Learning to design robust natural language generation models for explainable AI
On the 19th of April, scientists from different countries will meet with big tech companies such as Google and Orange in Nancy (France). This combination of industry practitioners, senior researchers, and all the current members of the European research project NL4XAI (Natural Language Technologies for Explainable Artificial Intelligence) will combine their knowledge in using natural language to generate explanations for decisions made by an AI system, which are understandable to non-expert users.
According to EU legislation, humans have a right to explanations of decisions affecting them, when artificial intelligence (AI) based systems make such decisions. However, AI-based systems (which mainly learn automatically from data), often lack the required transparency. Scientists and industry will therefore organize a Spring School as a part of the NL4XAI research project, an initiative funded by the Horizon 2020 research and innovation programme in the framework of the European Union’s investment in Explainable Artificial Intelligence.
Emerging as the first European Training Network (ETN) on Natural Language (NL) and Explainable AI (XAI), the project is a joint academic-industry research collaboration that brings together 19 beneficiaries and partners from 6 different European countries, including France, Malta, Poland, Spain, The Netherlands, and United Kingdom. The main goal of this 4-year initiative is to train early-stage researchers (ESRs, in general, Ph.D. students) who face the challenge of designing and implementing a new generation of self-explaining AI systems. The NL4XAI network also facilitates sharing state-of-the-art knowledge on the subject of Explainable AI.
Tackling inconsistencies
Natural Language Generation (NLG) is an artificial intelligence technique capable of generating text from various types of input, such as numerical data, traces, text, or knowledge bases, and therefore providing a potentially powerful tool to explain the reasoning of AI models. However, the models used in these techniques are not error-free: before they can be used to explain the reasoning of AI models, they need to be further improved. In particular, it must be ensured that the text they generate is faithful to the input, that it covers all information present in the input, and conversely, that it does not contain content that is irrelevant or even contradictory to the input.

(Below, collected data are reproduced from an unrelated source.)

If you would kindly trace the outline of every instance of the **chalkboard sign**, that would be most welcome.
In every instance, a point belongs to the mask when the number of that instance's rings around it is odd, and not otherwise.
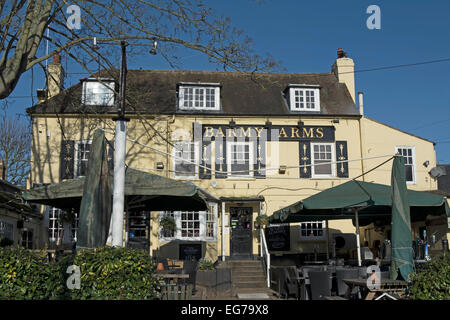
[[[196,244],[180,244],[180,260],[200,260],[202,258],[202,245]]]
[[[289,224],[266,227],[267,247],[270,251],[288,251],[291,248]]]

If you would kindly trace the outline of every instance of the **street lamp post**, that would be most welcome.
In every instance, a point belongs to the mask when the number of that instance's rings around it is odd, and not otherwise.
[[[125,156],[127,142],[127,122],[125,117],[125,89],[127,76],[126,46],[125,41],[120,42],[122,48],[122,61],[120,66],[120,89],[118,115],[113,120],[116,122],[114,141],[114,189],[113,189],[113,212],[112,212],[112,246],[123,246],[123,213],[125,202]]]

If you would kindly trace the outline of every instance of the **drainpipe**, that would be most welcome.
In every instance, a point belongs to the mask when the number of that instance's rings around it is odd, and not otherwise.
[[[359,148],[361,150],[361,174],[364,173],[364,147],[365,143],[363,141],[363,123],[364,123],[364,104],[363,104],[363,93],[358,92],[358,102],[359,102],[359,113],[361,117],[359,118]],[[365,181],[365,176],[362,176],[362,181]]]

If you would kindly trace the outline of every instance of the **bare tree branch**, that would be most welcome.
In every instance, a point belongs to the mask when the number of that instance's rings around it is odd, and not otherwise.
[[[24,186],[30,172],[30,125],[23,118],[8,116],[6,114],[6,103],[3,103],[2,109],[0,160],[6,168],[5,180],[15,185]]]
[[[117,52],[110,49],[100,48],[92,57],[94,38],[136,45],[157,40],[164,58],[174,66],[180,48],[203,53],[211,62],[235,71],[270,71],[277,66],[270,56],[255,54],[251,39],[201,0],[72,0],[70,4],[81,10],[79,30],[67,24],[71,17],[65,12],[66,0],[0,2],[0,99],[11,94],[24,72],[61,51],[113,65]],[[53,47],[45,53],[42,40],[49,26]]]

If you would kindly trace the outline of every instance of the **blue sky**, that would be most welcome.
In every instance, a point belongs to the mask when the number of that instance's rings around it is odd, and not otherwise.
[[[256,51],[270,53],[285,72],[329,72],[342,47],[355,70],[450,58],[448,0],[210,0],[220,14],[253,38]],[[381,29],[369,30],[367,7],[381,9]],[[215,70],[201,55],[187,53],[184,69]],[[65,60],[63,59],[63,63]],[[129,61],[129,68],[170,69],[159,56]],[[79,69],[68,62],[69,72]],[[10,112],[24,113],[43,87],[39,69],[19,81],[9,98]],[[66,86],[82,75],[72,74]],[[355,73],[364,92],[366,116],[436,142],[438,163],[450,163],[450,61]],[[20,98],[19,98],[20,97]],[[34,99],[36,101],[36,98]]]

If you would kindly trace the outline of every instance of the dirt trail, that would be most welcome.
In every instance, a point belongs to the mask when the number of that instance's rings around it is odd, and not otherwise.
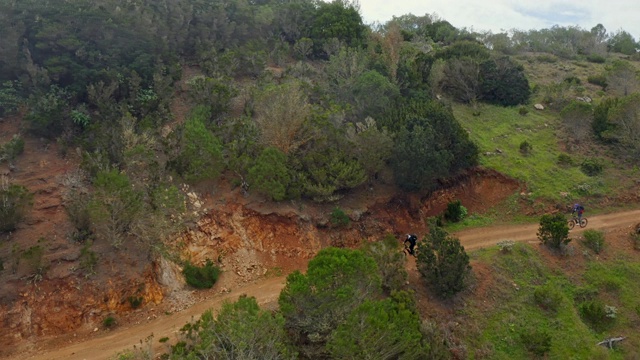
[[[588,217],[589,225],[585,229],[621,229],[631,228],[640,222],[640,210],[619,212],[613,214],[598,215]],[[515,225],[515,226],[496,226],[479,229],[470,229],[455,233],[467,250],[478,249],[486,246],[495,245],[502,240],[513,240],[518,242],[536,243],[537,224]],[[585,229],[572,230],[570,234],[580,233]],[[274,305],[284,287],[285,277],[274,277],[261,280],[254,284],[235,289],[234,291],[218,295],[207,301],[200,302],[184,311],[150,320],[145,324],[134,325],[129,327],[117,328],[109,332],[96,333],[94,338],[74,343],[63,348],[54,348],[47,350],[47,345],[42,344],[44,349],[33,349],[29,353],[23,353],[15,359],[34,359],[34,360],[100,360],[110,359],[121,351],[132,349],[134,345],[140,345],[140,340],[153,334],[153,347],[158,350],[163,344],[158,342],[162,337],[169,337],[169,343],[175,343],[178,330],[188,321],[192,321],[194,317],[198,317],[207,309],[217,309],[226,301],[234,301],[238,296],[247,294],[258,299],[260,305]]]

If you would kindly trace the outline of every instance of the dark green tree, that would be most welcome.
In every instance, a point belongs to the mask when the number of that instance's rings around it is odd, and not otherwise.
[[[283,200],[290,183],[287,156],[280,150],[268,147],[260,153],[249,168],[249,186],[272,200]]]
[[[633,55],[640,48],[631,34],[624,30],[618,30],[609,38],[609,51],[625,55]]]
[[[261,310],[246,295],[224,303],[217,317],[205,311],[199,320],[182,328],[185,346],[176,347],[170,359],[297,359],[284,332],[284,318]]]
[[[332,359],[427,359],[420,317],[410,294],[367,300],[340,325],[327,343]]]
[[[449,149],[439,148],[438,134],[427,123],[402,129],[396,138],[391,166],[396,183],[405,190],[432,190],[447,177],[454,161]]]
[[[593,108],[593,122],[591,128],[598,140],[603,142],[613,141],[609,133],[614,129],[614,125],[609,122],[609,111],[616,107],[618,98],[606,98]]]
[[[400,96],[398,87],[375,70],[360,75],[353,86],[354,108],[356,116],[364,119],[375,117],[395,103]]]
[[[439,102],[409,102],[386,113],[381,123],[398,129],[390,163],[405,190],[433,189],[437,179],[477,164],[477,146]]]
[[[367,27],[355,5],[347,0],[319,2],[311,25],[310,36],[314,54],[325,56],[323,46],[336,38],[349,47],[362,47],[367,36]]]
[[[429,234],[418,243],[418,271],[434,292],[450,298],[465,287],[471,271],[469,255],[460,240],[432,222]]]
[[[381,293],[372,258],[359,250],[325,248],[309,262],[306,274],[287,277],[278,303],[294,343],[306,357],[319,358],[349,314]]]
[[[542,215],[537,235],[541,243],[553,249],[571,241],[567,219],[560,213]]]
[[[489,103],[514,106],[529,101],[531,89],[522,65],[501,57],[480,64],[480,94]]]
[[[184,124],[174,166],[187,181],[216,179],[224,169],[222,143],[205,126],[209,111],[198,107]]]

Along with this Spring School, the NL4XAI members will focus on explainable methods for Natural Language Generation (NLG), which aim to detect errors in the output of NLG models in order to explain the sources of these errors. Specifically, they will delve into a series of lectures and a hands-on workshop, being exposed to an in-depth analysis of the types of errors that can be produced by these models. The lectures will provide them with the background necessary to understand neural NLG models and will be given by both industry practitioners (ORANGE Lannion, France; and GOOGLE, London, UK), and senior NL4XAI researchers. In addition, the workshop will allow the ESRs to study the errors made by existing NLG models and reflect on both the implications of such errors and ways of remedying them.
Fifth pooling of the network
The NL4XAI has already hosted four training events, including events focused on Ethics/Law in Natural Language Processing, more broad natural language technology, and Interaction/Interfaces. In addition to these official training events, the ESRs have been learning from fellow scientists at different universities and companies. In 2021, we saw fruitful exchanges with the University of Malta, Maastricht University, Warsaw University of Technology (WUT), IIIA-CSIC, and CITIUS-USC. With fewer COVID-19 related travel restrictions in 2022, the ESRs will also be able to visit Utrecht University, the University of Twente, TU Delft, ARG-tech, as well as the companies Orange, Wiznoze, and Info Support.
H2020 Training Network
NL4XAI is funded by the Horizon 2020 research and innovation programme, through a Marie Skłodowska-Curie grant, in the framework of the European Union’s bet for Explainable Artificial Intelligence. The network is coordinated by the research team at the Research Centre in Intelligent Technology of the University of Santiago de Compostela (CiTIUS-USC), headed by Senén Barro. NL4XAI is a joint academic-industry research network, that brings together 19 beneficiaries and partners from six different European countries (France, Malta, Poland, Spain, The Netherlands, and UK). The partners correspond to two national research institutions (IIIA-CSIC, CNRS), ten universities (University of Aberdeen, University of Dundee, L-Universitá ta’ Malta, Delft University of Technology, Utrecht University, University of Twente, Warsaw University of Technology, Université de Lorraine, Universidade de Santiago de Compostela, Universitat Autonòma de Barcelona and Maastricht University and six private companies (Indra, Accenture, Orange, Wizenoze, Arria, InfoSupport).
This project has received funding from the European Union’s Horizon 2020 research and innovation programme under the Marie Skłodowska-Curie Grant Agreement No. 860621.